Et concernant le Grand musée égyptien (GME), le directeur de l’IFAO répond qu’il a été sollicité par le GME pour apporter l’expertise scientifique de l’institut sur certains aspects de la préparation du musée. « Même si l’essentiel de cette gigantesque entreprise est réalisé par les scientifiques égyptiens, nous pouvons apporter notre aide pour la révision des textes et des visuels et nous espérons pouvoir contribuer à l’étude des objets des très riches collections du musée et à la publication de ces collections. Nous avons eu des échanges pour pouvoir prévoir dans l’avenir cette collaboration. Nous avons aussi, sur la proposition du ministre du Tourisme et des Antiquités, participé à un projet de l’Ambassade de France pour contribuer à la création d’une nouvelle bibliothèque scientifique au musée, en s’appuyant sur l’expertise de l’IFAO qui possède une très riche bibliothèque d’égyptologie. », a-t-il conclu.

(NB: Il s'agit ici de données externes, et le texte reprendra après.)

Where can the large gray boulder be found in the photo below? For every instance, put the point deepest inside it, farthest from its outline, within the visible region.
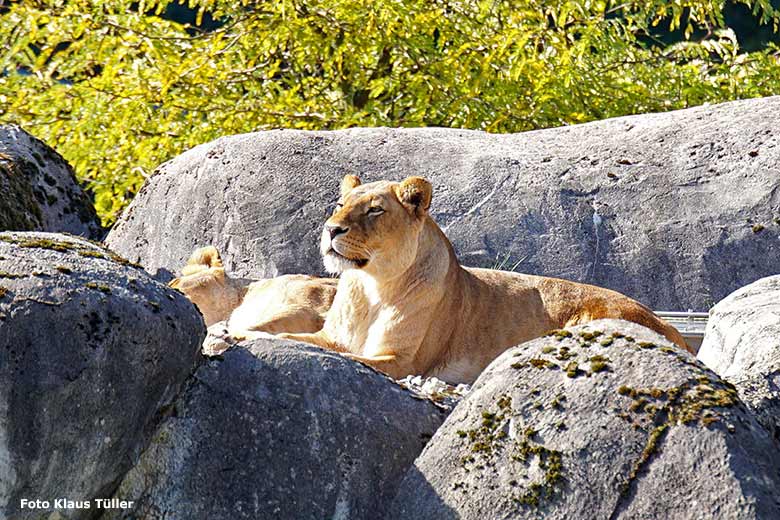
(92, 354)
(742, 344)
(606, 420)
(38, 190)
(280, 430)
(675, 209)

La pierre de Rosette, icône de l’identité égyptienne
En juillet 1798, après le débarquement de Napoléon Bonaparte en Égypte, une mission est envoyée dans le delta du Nil. Là-bas, plus précisément dans la ville de Rachid, Pierre Bouchard, jeune lieutenant polytechnicien français, a trouvé un ancien fragment de stèle gravée, de 112 cm de haut, 75 cm de large et 28 cm d’épaisseur et pesant au moins 762 kilos. La stèle fut envoyée au Caire où une copie fut réalisée pour être analysée et publiée dans la Description de l’Égypte. Plus tard, la stèle fut saisie par les Britanniques et fut exposée au British Museum. Fabriquée en granodiorite grise et rose, la stèle, incomplètement conservée, comprend 54 lignes de deux langues, égyptien ancien et grec ancien, et de trois écritures différentes. Tout en haut se trouve le texte en hiéroglyphes : celui-ci comprend 14 lignes mais, selon les égyptologues, il était à l’origine probablement environ deux fois plus long. L’inscription au milieu comporte 32 lignes en démotique tandis que l’inscription en bas comprend 53 lignes en grec ancien. La stèle contient un décret promulgué par Ptolémée V, à Memphis, capitale du premier nome de la Basse-Égypte, C’est grâce à l’égyptologue français Jean-François Champollion que la pierre a pu être déchiffrée en 1822.